Data yang dihimpun Apaberita menunjukkan bahwa hingga Mei 2024, total volume gas bumi yang disalurkan PGN ke sektor industri di Jawa Tengah mencapai 112 MMSCFD, naik 8,4 persen dibandingkan periode yang sama tahun sebelumnya. Lonjakan ini didorong oleh peningkatan permintaan dari industri pengolahan logam, makanan dan minuman, serta kendaraan listrik.
Efek Berganda bagi Ekonomi Lokal
Kepala Dinas Perindustrian dan Perdagangan Provinsi Jawa Tengah, Ratna Kawuri, dalam keterangan terpisah menyebutkan bahwa operasional penuh pabrik PT Roda Pasifik Mandiri diproyeksikan menyerap 1.200 tenaga kerja langsung dan membuka 400 lapangan kerja tidak langsung di sektor logistik dan komponen pendukung.

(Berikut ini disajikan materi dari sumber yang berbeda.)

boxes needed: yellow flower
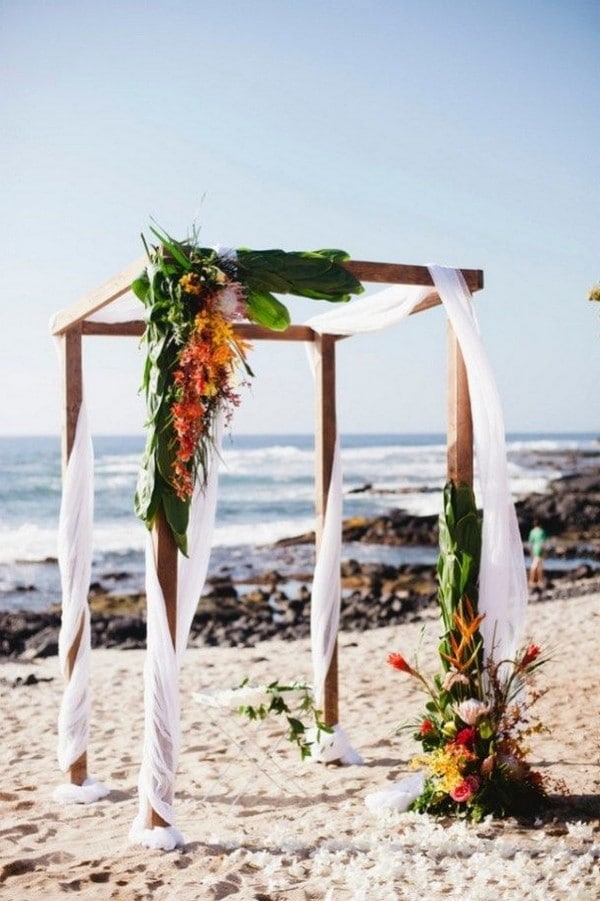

“Pemerintah provinsi telah menetapkan kawasan industri Terboyo sebagai salah satu klaster manufaktur hijau. Masuknya investasi semacam ini memperkuat ekosistem kendaraan listrik yang sudah dirintis dengan keberadaan pabrik baterai dan perakitan di wilayah sekitar,”ujarnya, Rabu (5/6).
Ratna menambahkan bahwa pihaknya tengah menyusun peraturan daerah tentang insentif fiskal bagi industri pengguna energi bersih, yang rencananya akan disahkan sebelum akhir triwulan ketiga 2024. Langkah ini diharapkan semakin menarik investasi serupa dan mempercepat transisi energi di sektor manufaktur Jawa Tengah.
Kerja sama antara PGN dan PT Roda Pasifik Mandiri diikat dalam perjanjian jual beli gas berdurasi lima tahun dengan mekanisme harga fixed and variable yang mengacu pada formula Indonesian Crude Price (ICP) dan indeks harga gas global. Nilai kontrak tersebut ditaksir mencapai Rp420 miliar, bergantung pada volume serapan riil. PGN mencatat, hingga Juni 2024 pihaknya telah menggandeng 3.200 pelanggan industri dan komersial di seluruh Indonesia, dengan total volume penyaluran nasional lebih dari 900 MMSCFD.